Photos: © Heiner Schlote
On January 26, 2025, a panel discussion took place at the Landesmuseum Hannover in cooperation with Villa Seligmann as part of the exhibition “KZ Überlebt”. The exhibition by Regensburg photographer Stefan Hanke, which was on show at the Landesmuseum and Villa Seligmann between October 2024 and February 2025, featured 74 and 18 black-and-white portraits of concentration camp survivors respectively.
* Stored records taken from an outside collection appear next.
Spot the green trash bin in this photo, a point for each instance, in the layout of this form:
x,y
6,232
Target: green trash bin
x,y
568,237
As part of the exhibition and to mark the 80th anniversary of the liberation of the Auschwitz concentration camp, Falko Mohrs (Lower Saxony’s Minister for Science and Culture), Philipp Peyman Engel (Editor-in-Chief of the weekly newspaper Jüdische Allgemeine), Prof. Dr. Katja Lembke (Director of the Landesmuseum Hannover) and Eliah Sakakushev-von Bismarck (Director of Villa Seligmann) spoke about contemporary ways of dealing with anti-Semitism. Dr. Katja Lembke (Director of the Landesmuseum Hannover) and Eliah Sakakushev-von Bismarck (Director of Villa Seligmann) spoke about current ways of dealing with anti-Semitism, (historical) responsibility and the role of art and culture in remembering the Shoah. The event was accompanied by music from Nico Gutu (accordion) and Martha Bijlsma (cello),
“How can the incomprehensible become comprehensible? Even 80 years after the liberation of Auschwitz, the Holocaust in all its dimensions and cruelty is beyond our imagination. The exhibition ‘Concentration Camp Survivors’ gives the victims of the Nazi murder machine a face and traces individual fates – and at the same time celebrates life. This direct culture of remembrance is more necessary than ever, especially in times of rising nationalism and anti-Semitism.” – Falko Mohrs (Lower Saxony’s Minister for Science and Culture) on the “KZ Überlebt” exhibition and remembering the Shoah
Shortly after the Hamas attack on Israel on October 7, 2023, Philipp Peyman Engel wrote a book entitled “Deutsche Lebenslügen: Anti-Semitism, Again and Still” (dtv-Verlag). “It’s a very angry book,” says Engel, “that puts its finger in the wound without exaggerating.” For him, the clear naming of hatred of Jews is central, “no matter which side it comes from.” Anti-Semitism must be recognized and named wherever it occurs – whether it comes from the right, the left or the Muslim milieu.